А зори здесь тихие… | страница 57
Думал старшина, ворочал мозгами, тасовал факты, как карточную колоду, а от дела не отвлекался. Чутко скользил, беззвучно и только что ушами не прядал по неспособности к этому. Но ни звука, ни запаха не дарил ему ветерок, и Васков шел пока что без задержек. И девка эта непутевая сзади плелась. Федот Евграфыч часто поглядывал на нее, но замечаний делать не приходилось. Нормально шла, как приказано. Только без легкости, вяло — так это от пережитого, от свинца над головой.
А Галя уж и не помнила об этом свинце. Другое стояло перед глазами: серое, заострившееся лицо Сони, полузакрытые, мертвые глаза ее и затвердевшая от крови гимнастерка. И… две дырочки на груди. Узкие, как лезвие. Она не думала ни о Соне, ни о смерти — она физически, до дурноты ощущала проникающий в ткани нож, слышала хруст разорванной плоти, чувствовала тяжелый запах крови. Она всегда жила в воображаемом мире активнее, чем в действительном, и сейчас хотела бы забыть это, вычеркнуть — и не могла. И это рождало тупой, чугунный ужас, и она шла под гнетом этого ужаса, ничего уже не соображая.
Федот Евграфыч об этом, конечно, не знал.
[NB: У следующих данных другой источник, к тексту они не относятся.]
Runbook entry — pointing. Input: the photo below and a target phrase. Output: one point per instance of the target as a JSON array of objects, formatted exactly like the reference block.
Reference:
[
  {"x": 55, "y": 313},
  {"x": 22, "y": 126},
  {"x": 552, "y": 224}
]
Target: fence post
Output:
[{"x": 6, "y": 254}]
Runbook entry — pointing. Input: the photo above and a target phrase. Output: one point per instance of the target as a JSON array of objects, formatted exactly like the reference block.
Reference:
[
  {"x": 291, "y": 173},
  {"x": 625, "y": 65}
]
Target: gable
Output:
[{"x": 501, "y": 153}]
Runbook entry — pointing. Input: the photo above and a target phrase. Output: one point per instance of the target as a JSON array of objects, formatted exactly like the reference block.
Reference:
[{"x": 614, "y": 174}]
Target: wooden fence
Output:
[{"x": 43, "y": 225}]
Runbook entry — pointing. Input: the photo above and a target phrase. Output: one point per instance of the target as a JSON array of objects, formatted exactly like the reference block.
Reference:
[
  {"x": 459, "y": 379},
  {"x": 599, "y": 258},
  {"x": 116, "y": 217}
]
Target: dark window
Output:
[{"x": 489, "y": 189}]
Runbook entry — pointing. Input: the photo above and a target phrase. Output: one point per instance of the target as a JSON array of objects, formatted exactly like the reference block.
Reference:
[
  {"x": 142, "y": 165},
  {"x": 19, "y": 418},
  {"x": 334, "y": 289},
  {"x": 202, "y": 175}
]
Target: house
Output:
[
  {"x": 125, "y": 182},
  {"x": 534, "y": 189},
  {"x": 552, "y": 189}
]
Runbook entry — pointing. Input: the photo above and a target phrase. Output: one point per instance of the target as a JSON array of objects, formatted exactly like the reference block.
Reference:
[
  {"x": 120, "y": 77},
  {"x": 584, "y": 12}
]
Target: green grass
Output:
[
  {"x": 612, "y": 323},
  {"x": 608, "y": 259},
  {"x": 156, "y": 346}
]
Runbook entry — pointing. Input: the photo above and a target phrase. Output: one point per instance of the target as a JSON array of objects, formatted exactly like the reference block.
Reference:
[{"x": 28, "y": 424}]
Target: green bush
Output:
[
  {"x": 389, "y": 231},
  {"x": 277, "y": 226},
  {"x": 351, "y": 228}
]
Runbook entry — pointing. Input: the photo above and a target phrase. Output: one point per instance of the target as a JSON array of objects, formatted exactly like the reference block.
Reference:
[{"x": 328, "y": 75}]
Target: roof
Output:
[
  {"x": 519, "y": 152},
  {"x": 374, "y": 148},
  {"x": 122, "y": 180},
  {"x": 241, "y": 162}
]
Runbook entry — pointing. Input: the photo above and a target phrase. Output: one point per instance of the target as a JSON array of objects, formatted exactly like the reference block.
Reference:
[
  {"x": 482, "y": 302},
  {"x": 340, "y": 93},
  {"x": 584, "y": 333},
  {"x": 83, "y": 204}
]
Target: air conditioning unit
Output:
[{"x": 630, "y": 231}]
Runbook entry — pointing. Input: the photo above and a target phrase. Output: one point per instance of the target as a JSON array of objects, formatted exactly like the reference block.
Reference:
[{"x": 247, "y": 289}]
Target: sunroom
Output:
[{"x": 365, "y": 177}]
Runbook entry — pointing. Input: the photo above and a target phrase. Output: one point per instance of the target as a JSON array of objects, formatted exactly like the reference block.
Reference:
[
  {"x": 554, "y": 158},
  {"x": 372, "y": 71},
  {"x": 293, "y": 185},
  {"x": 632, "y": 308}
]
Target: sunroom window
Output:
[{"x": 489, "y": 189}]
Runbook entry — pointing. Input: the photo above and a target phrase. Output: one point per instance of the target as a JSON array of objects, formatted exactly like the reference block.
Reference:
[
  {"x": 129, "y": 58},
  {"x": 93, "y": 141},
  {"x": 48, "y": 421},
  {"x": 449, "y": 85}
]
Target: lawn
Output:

Не знал, что боец его, с кем он жизнь и смерть одинаковыми гирями сейчас взвешивал, уже был убит. Убит, до немцев не дойдя, ни разу по врагу не выстрелив…
Васков поднял руку: вправо уходил след. Легкий, чуть заметный на каменных осыпях, тут, на мшанике, он чернел затянутыми водой провалами. Словно оступились вдруг фрицы, тяжесть неся, и расписались перед ним всей разлапистой ступней.
— Жди,— шепнул старшина.
Прошел вправо, след в стороне оставляя. Пригнул кусты: в ложбинке из-под наспех наваленного хвороста чуть проглядывали тела. Васков осторожно сдвинул сушняк: в яме лицами вниз лежали двое. Федот Евграфыч присел на корточки, всматриваясь: у верхнего в затылке чернело аккуратное, почти без крови отверстие; волосы коротко стриженного затылка курчавились, подпаленные огнем.
«Пристрелили,— определил старшина.— Свои же, в затылок. Раненого добивали: такой, значит, закон…»
Плюнул Васков. На мертвых плюнул, хоть и грех этот — самый великий из всех. Но ничего к ним не чувствовал, кроме презрения: вне закона они для него были. По ту сторону черты, что человека определяет.
Человека ведь одно от животных отделяет: понимание, что человек он. А коли нет понимания этого — зверь. О двух ногах, о двух руках, и — зверь. Лютый зверь, страшнее страшного. И тогда ничего по отношению к нему не существует: ни человечности, ни жалости, ни пощады. Бить надо. Бить, пока в логово не уползет. И там бить, покуда не вспомнит, что человеком был, покуда не поймет этого.